Firstly, you have to look at the context of the time. Before Halo, the only console shooters that anyone had even heard of were Goldeneye, Perfect Dark, and Timesplitters. And while Goldeneye and PD were instrumental at getting FPS's onto the consoles, they were hardly without faults. Certainly in the control department, Goldeneye and PD both now handle like complete arse, thanks in no small part to the unwieldy N64 controller and its single analogue stick.
Halo, along with Timesplitters, showed that you could make a first-person shooter that not only worked on a console, but worked beautifully. Moreover, where Timesplitters was almost entirely focused on multiplayer, Halo CE had a massive single-player campaign unlike anything else at the time. FPS' at the time were still largely enclosed, corridor-based affairs. Halo used that template for the opening level, then proceeded to throw the player into a wide, expansive world full of epic levels. This was a game where vehicles could freely be commandeered in order to get from one side of the level to the other. Perhaps most importantly, it was a game that had absolutely brutal AI. For the time it was released, Halo's AI was absolutely top-of-the-shelf, boasting enemies that exhibited all sorts of adaptive behaviour depending on how the player acted.
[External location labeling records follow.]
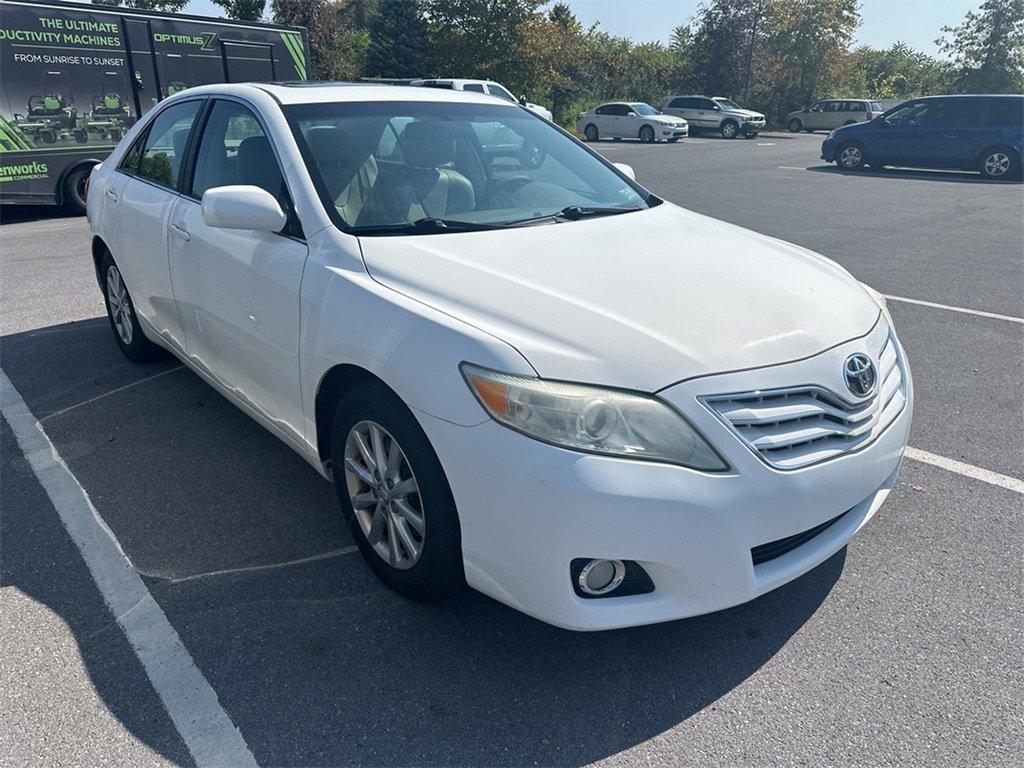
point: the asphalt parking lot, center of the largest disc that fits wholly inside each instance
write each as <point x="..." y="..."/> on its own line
<point x="903" y="648"/>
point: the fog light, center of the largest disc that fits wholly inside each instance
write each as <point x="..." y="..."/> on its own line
<point x="601" y="577"/>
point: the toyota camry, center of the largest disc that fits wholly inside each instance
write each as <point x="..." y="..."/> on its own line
<point x="437" y="299"/>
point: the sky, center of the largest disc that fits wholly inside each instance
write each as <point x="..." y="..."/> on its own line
<point x="916" y="23"/>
Secondly, Halo was one of the first, and to this day still one of the only, shooters to focus on emergent action as opposed to scripted set-pieces. In order to understand what I mean, you really need to compare it to something like Modern Warfare. In the Modern Warfare games, action in the single-player game is largely scripted, and revolves around pre-arranged set-pieces that deviate very little from playthrough to playthrough. They allow for bigger bangs and more spectacular sequences, sure, but they also get very repetitive after more than one playthrough. In contrast, action in Halo is largely non-scripted, and is defined between the Covenant/Flood AI and the player's actions. While this means that Halo usually lacks the spectacular set-pieces of the COD games, it allows the player to create their own set-pieces, using the game's mechanics as tools with which to do so. If you want to run up to an enemy tank, plant a grenade, then escape away on the back of a friendly Warthog before it blows up, the game will allow you to do so. Alternatively, instead of grenades, you may want to ride shotgun in said Warthog while AI (or preferably a co-op teammate) drives, using a rocket-launcher to take out the tank while your team-mate drives the Warthog over a spectacular jump. Or you both may decide to ride Ghosts instead, making a convoy that destroys the tank through sheer relentless firepower.
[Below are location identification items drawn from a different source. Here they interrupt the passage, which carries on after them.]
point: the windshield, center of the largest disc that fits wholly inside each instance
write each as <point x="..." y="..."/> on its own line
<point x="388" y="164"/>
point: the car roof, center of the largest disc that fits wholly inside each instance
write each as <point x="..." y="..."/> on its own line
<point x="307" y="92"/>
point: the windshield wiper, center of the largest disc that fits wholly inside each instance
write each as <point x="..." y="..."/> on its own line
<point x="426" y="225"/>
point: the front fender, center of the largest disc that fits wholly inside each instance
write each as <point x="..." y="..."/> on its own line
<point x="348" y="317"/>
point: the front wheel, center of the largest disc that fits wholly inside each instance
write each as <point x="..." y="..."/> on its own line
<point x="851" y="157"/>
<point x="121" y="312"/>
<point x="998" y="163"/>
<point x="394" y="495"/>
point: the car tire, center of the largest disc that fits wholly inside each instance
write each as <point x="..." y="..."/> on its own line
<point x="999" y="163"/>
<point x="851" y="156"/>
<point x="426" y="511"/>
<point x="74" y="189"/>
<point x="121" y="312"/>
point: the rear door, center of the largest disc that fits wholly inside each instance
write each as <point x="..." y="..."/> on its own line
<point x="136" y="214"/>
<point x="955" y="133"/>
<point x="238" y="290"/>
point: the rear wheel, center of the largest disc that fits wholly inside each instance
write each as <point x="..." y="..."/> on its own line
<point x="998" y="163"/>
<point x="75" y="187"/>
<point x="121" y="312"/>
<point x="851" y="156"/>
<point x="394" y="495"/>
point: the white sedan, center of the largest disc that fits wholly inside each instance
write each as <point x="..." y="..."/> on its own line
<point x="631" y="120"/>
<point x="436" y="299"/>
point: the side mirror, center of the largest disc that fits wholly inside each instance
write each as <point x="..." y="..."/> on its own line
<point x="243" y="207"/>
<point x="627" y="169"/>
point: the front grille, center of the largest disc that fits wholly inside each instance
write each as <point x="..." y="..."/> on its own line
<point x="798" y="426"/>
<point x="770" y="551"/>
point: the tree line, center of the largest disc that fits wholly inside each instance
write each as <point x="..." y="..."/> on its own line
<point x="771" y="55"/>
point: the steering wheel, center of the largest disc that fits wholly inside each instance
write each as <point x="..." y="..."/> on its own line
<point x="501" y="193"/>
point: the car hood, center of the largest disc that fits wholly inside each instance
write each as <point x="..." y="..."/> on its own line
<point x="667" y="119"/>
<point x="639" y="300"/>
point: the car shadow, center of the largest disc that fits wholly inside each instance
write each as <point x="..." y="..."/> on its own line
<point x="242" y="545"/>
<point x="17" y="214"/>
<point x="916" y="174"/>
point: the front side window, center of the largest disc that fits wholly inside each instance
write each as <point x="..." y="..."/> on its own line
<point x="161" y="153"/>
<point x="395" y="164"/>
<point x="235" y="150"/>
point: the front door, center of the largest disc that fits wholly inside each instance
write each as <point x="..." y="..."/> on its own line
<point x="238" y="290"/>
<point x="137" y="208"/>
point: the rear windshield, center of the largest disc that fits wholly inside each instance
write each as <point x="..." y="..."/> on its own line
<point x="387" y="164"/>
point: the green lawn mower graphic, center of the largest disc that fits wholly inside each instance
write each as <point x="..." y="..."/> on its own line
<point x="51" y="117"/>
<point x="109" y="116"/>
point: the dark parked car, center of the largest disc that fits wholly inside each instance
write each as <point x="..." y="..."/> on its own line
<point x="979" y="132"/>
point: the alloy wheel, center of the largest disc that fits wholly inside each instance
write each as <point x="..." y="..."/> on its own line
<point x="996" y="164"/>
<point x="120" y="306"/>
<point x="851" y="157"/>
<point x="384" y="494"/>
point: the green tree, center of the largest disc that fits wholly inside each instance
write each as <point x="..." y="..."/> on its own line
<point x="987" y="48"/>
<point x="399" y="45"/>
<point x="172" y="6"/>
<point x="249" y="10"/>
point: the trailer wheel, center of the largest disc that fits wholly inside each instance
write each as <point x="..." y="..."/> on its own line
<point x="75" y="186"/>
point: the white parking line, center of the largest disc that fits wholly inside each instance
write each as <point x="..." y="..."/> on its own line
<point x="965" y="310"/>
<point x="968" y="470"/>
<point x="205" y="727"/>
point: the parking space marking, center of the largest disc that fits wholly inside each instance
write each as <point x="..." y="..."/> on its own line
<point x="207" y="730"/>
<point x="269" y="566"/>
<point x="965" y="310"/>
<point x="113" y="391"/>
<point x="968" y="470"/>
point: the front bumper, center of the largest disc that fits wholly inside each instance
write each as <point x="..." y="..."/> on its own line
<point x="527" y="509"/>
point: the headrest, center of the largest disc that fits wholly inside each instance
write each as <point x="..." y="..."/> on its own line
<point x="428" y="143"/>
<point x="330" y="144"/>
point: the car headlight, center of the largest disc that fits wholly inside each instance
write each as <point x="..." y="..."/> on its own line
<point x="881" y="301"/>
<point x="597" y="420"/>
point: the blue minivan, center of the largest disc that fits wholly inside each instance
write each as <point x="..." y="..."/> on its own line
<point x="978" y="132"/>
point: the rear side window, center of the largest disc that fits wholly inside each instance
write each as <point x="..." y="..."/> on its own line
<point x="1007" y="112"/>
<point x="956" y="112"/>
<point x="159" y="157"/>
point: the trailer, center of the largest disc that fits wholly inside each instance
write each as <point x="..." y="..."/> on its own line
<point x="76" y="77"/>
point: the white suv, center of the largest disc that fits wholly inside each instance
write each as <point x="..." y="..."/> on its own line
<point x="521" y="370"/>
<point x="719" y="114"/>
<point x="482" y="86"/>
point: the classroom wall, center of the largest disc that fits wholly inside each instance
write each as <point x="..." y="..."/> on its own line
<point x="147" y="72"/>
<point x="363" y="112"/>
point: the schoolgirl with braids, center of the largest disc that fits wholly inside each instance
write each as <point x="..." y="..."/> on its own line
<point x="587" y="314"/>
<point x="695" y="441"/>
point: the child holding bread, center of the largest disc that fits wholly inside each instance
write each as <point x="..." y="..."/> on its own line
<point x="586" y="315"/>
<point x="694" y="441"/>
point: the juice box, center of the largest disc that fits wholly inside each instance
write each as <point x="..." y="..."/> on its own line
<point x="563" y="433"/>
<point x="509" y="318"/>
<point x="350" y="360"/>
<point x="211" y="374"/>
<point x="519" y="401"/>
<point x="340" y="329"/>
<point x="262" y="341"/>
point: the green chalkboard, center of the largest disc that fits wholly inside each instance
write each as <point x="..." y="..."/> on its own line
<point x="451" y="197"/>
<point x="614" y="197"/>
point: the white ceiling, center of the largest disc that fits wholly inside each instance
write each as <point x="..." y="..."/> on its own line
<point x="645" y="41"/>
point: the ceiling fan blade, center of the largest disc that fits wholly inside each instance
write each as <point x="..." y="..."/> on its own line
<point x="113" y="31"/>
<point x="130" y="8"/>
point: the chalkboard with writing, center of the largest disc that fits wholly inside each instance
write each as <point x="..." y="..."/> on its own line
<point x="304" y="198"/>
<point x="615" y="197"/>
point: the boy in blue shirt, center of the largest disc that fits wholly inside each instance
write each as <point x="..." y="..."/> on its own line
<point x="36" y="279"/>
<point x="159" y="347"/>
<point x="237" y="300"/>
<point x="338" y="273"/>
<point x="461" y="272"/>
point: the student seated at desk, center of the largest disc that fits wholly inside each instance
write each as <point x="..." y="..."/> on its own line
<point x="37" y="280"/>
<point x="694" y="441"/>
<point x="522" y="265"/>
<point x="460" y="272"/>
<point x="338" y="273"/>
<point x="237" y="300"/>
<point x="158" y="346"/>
That is where the real joy of the campaign, and indeed multiplayer, resides. Being able to pull off crazy stunts and action sequences, not becase the game scripted them, but because you wanted to see if you could pull it off. That's something that even modern shooters rarely allow for.
Lastly, Halo 2 standardised online-multiplayer for console FPS's. After Xbox Live was released, but before Halo 2 came out, online shooters were a weird mish-mash of ideas. Some games would have some features, others would have others, but none had what we would recognise today as the fundamental basics of online multiplayer. Halo 2 was released and not only offered the best online action of any shooter at the time, it also standardised how games should go about handling their multiplayer. Every online shooter running on a console today owes a debt to Halo 2. That game was the single most important multiplayer shooter since Unreal.
Ultimately, it's one of those "You had to have been there" kind of things. You need to imagine a scene without Call Of Duty, Resistance, Killzone, Gears, Half-Life 2, Bioshock, etc, in order to appreciate what Halo brought to the table. At the time Halo came out, Half-Life One was seen as the pinnacle of the FPS genre. That's how far back we're going.